Thoughts on fiction/the novel: when the emphasis is on “story”

I admit that these days it isn’t often that I seek out fiction voluntarily—usually the fiction I read are assigned texts.  Sometimes these are page-turners: plot-driven quick-reads.  While “I couldn’t put it down” is frequently a form of praise, if that’s the main thing I can say about it, for me, it means the plot of that novel is more pleasing than its language.  Its language didn’t make me want to linger, didn’t make me stop and marvel.

What if “I couldn’t get past the first page” meant that you were awestruck by the language and wanted to savor it for a while?!  Yes, yes, I know: “I couldn’t put it down” and “I couldn’t get past the first page” are phrases in reference to the norm of reading as a linear experience (and, specifically, only forward in direction).

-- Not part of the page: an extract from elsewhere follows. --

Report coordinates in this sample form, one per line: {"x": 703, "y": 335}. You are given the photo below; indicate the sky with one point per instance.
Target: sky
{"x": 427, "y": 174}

While once it was a pleasurable thing, more and more I feel annoyed if I “couldn’t put it down”: the more a text feels easy to read, the more it is plot-dependent, and the more that I am reading a “story” rather than engaging with interesting language.  While there is nothing wrong with a good story, I enjoy reading for language.

Perhaps I prefer to watch or hear a story….  After all, a story is more of a passive experience: you receive a story; your enjoyment in it (usually) is in accepting it for what it is.  And I think that listening and watching are passive experiences; they are also both linear experiences.  Reading seems to require a more active engagement, as you are your own guide: you read at your own pace, you linger or skim as you wish (and reading does not have to be linear).  Thus, I feel it is more fitting (and more efficient) to hear or watch a story than to read one.

But then again, I do want to be happy for something to exist for the purposes of reading, even if it is extremely accessible….  This of course relates to the idea of people seeking out page-turner fiction and how sometimes/oftentimes it is bad writing.  Should we be glad that reading is happening, even if the text is low-quality, or should we be sad about low standards?  That dilemma.  (That big boulder of a dilemma.  Sometimes it does make sense to pay attention to the pebble in your own shoe: solve what you can.  People probably won’t let you check their shoes for them, much less would you walk in them.  Oh no no, some problems will remain clichés; that’s that.)

To be clear, of course I accept/understand that “story” is one of the things thought to make fiction and the novel be what they are.  My concern is with story being a work’s only strength.  I know, I know: perhaps this is the problem of the poet reading fiction.  My interest is in how language is used: the syntax, the word choices, etc.  I read in order to engage myself with language.

On a personal note, having gotten some assigned reading done, I have begun Finnegans Wake.  I find it delightful.  And I am enjoying not having an overt plot pushing me through the text; therefore, it feels like a very present reading experience: I am appreciating each sentence, each neologism/portmanteau for what it is…!

What do you think of “story” requiring a passive experience?

What do you think of a “story” being more fit for showing or telling?

Do you seek “story”?  In what media?  Why?